Amazing. Crypto is the future.

We love to see it don't we folks. Still more than I have in my bank account though.

  • StewartCopelandsDad [he/him]
    ·
    2 years ago

    GME is still 5x from before the nonsense. I know if the market was "rational" we'd be able to predict it and the rationality would get arbed out, but it skeeves me out that prices can fluctuate so wildly based on vibes. I am an index fund guy, the government doesn't care that much about individual big companies but it's not gonna let the overall line go down long term.


    I'm pretty confident about USDC, I think the only way I'll get popped is if Eth/BTC/etc actually goes to 0 and kills Coinbase (can't get rid of all price risk). I passed on UST a few months ago when I was looking at something called Stablegains. At that time the ecosystem was pretty obviously rotten: basically every project's yield ultimately flowed from Anchor, which was just shoveling out investor cash at an insane unsustainable rate. The market knew it too, every pool with UST in it offered much higher yield than the reputable stables because of the risk.

    I'd prefer USD as collateral, because what I'm actually interested in is decentralized stuff where reading the code is enough to tell you 80% of whether it's good. Algo stablecoins are risky in a market like this, even if they're backed by Eth instead of Luna (lol), and I think the other centralized coins are made by sketchier companies than Coinbase. Unfortunately there is little financial incentive to accept deposits, issue stablecoins, and just sit on the deposits instead of investing them. Coinbase says they do this now, pretty sure they subsidize this arm of their business in order to be the default reputable exchange for US users.

    • zifnab25 [he/him, any]
      ·
      2 years ago

      GME is still 5x from before the nonsense.
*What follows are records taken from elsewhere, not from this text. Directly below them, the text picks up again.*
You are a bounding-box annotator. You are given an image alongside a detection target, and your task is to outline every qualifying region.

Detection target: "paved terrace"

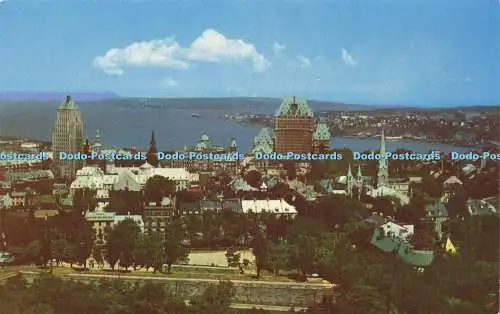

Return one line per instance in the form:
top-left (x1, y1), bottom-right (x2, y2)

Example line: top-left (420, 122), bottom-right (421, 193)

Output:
top-left (0, 267), bottom-right (334, 312)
      Its trading $10 (40%) off its 2014 high of $14/share. The $1-2 valuation during its brush with bankruptcy was (not unjustifiably) seen as artificially low. A company with $1B in revenue enjoying an $8B market cap isn't unheard of, even if it is hemorrhaging $100M/year. And - baring another internet hysteria sponsored surge - it'll likely bleed out over the next five years like a normal failing company would.
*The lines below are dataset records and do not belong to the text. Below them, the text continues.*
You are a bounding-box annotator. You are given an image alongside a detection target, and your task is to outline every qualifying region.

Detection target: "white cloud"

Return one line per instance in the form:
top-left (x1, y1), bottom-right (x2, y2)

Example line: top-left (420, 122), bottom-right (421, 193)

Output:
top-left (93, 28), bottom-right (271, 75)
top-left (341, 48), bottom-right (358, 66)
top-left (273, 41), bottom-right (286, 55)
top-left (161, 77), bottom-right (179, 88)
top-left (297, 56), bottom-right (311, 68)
      But again, its an exception, not a rule.

      I’m pretty confident about USDC, I think the only way I’ll get popped is if Eth/BTC/etc actually goes to 0 and kills Coinbase (can’t get rid of all price risk).

      They don't need to go to zero. They just need to slip below the point at which you can reliably liquidate. That will set off a panic that kills the stablecoin. These vehicles don't function when everyone tries to exit them at once precisely because the brokerages are futzing with their cash reserves on risky investments so often. Maybe Coinbase really is a This One Is Different case. But... :doubt:

      what I’m actually interested in is decentralized stuff where reading the code is enough to tell you 80% of whether it’s good

      sigh Well, good luck with that.

      • StewartCopelandsDad [he/him]
        ·
        2 years ago

        They just need to slip below the point at which you can reliably liquidate.

        TL;DR I give Coinbase the "this one is different". Think that the NY attorney general and SEC will continue keeping them in line. The only thing that differentiates them from other CEXes is that they're not sketchy; to keep that they've done stuff like shutting down margin trading when the CFTC said rather than just moving jurisdictions. Based on this I think that (1) they're not commingling with Circle (2) their statements are accurate, e.g..

        sigh Well, good luck with that.

        I write Solidity for a living, would not be so confident if I hadn't been able to compare my work to that of auditors.